We reached the secluded bay where our 2 hour trek started from. There wasn’t much room to manouvre as the bay was small and the tide low. A plank was hastily arranged and we were all told to be quick. We either weren’t quick enough or the captain hadn’t apprecieted just how low the tide was; either way, we were beached!

We pressed on with our guide, Duke, and “Team Malaysia” as Duke referred to the Malaysian contingent, leaving the crew trying to lever the boat free from the shore.

The trek was very cool and one of the reasons we picked the tour. It was on a trail created by the company owner who grew up on the island. It weaved up and down, through thick undergrowth and heavy forest. We came across a tranquil lake and then a small holding where an old couple had retired to. It felt like we were in the middle of a lost world.

We eventually punched out onto a single track concrete road and headed down to our rendevous point at the nearest harbour (a rather grand word for what was a concete jetty). The boat wasn’t there though. Duke made a quick call and the boat was still beached and would need to stay there until midnight for the high tide!

Another boat was scrambled and after about a 45 min wait we were being taken for lunch on a secluded beach on one of the formations on Halong Bay, or so we thought.

Our new captain was a little more cautious than our former and so an executive decision was taken to have lunch on our emergancy craft – a honeymoon boat.

After lunch, another enslaught of food, we headed to to the maim harbour at Cat Ba Town. We were staying in the lovely Sun Rise Resort , along with a grand total of 2 other guests! There must have been 10 staff to one guest.

After a relaxing afternoon on the beach we had a stroll around to the next bay before heading to dinner back at the hotel.

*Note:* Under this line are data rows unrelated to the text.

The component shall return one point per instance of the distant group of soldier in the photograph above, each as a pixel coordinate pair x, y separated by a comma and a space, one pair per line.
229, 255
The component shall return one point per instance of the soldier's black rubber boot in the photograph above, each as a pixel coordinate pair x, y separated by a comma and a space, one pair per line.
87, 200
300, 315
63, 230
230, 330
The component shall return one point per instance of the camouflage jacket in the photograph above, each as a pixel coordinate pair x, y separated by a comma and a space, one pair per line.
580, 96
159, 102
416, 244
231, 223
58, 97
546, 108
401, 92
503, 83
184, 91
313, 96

During dinner I was feeling quite content with life (check out the picture here and you may be able to understand why) when my phone buzzed with a SMS from Slinn (fellow Director at Rockshore). It was a txt to tell me one of our major projects, and one that I had led for almost 2 years, had closed out. I was a very happy man at that moment, in that place. I celebrated with another Tiger and made sure I gave myself a few minutes on our balcony to saviour the moment. Well done boys.

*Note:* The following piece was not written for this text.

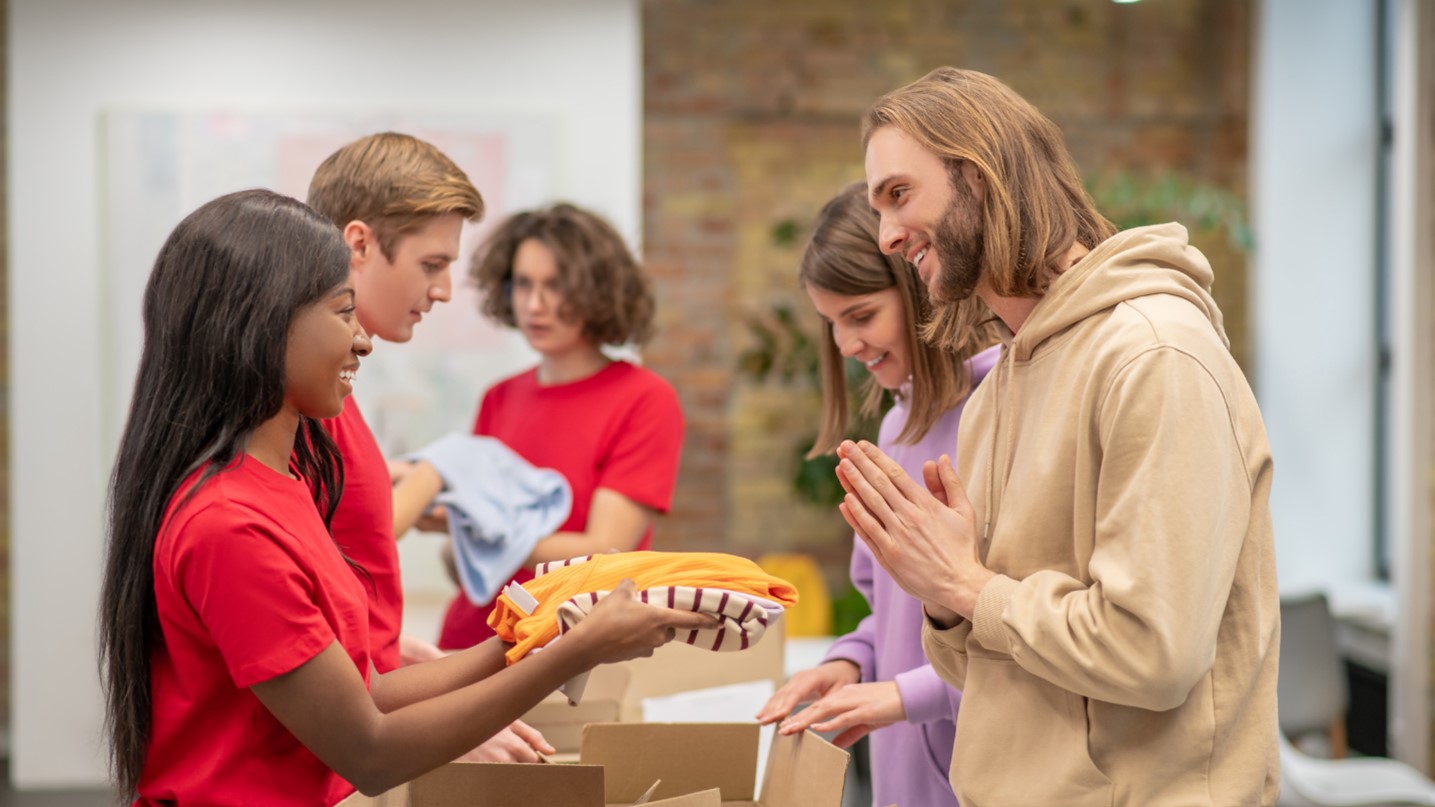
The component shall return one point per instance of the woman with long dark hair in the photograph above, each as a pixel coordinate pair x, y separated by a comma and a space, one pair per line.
234, 632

The next morning we were picked up by our rescued transfer boat to be ferried back to the Pinter Cruiser for the final leg back to the mainland, or so we thought!

We very quicky found ourselves in a serene mist and were Lost At Sea!

We didn’t make it back to the Pinter Cruiser as when the mist cleared we headed straight back to the mainland.

For some unknown reason we moored at a seemingly random point on the mainland and then walked for 3km to our minibus in the heat of the early afternoon Sun; not a great end to a fantastic few days, but after a complaint back on the mainland we suprisingly got a 20% refund. Laura was most pleased with my negotiation skills!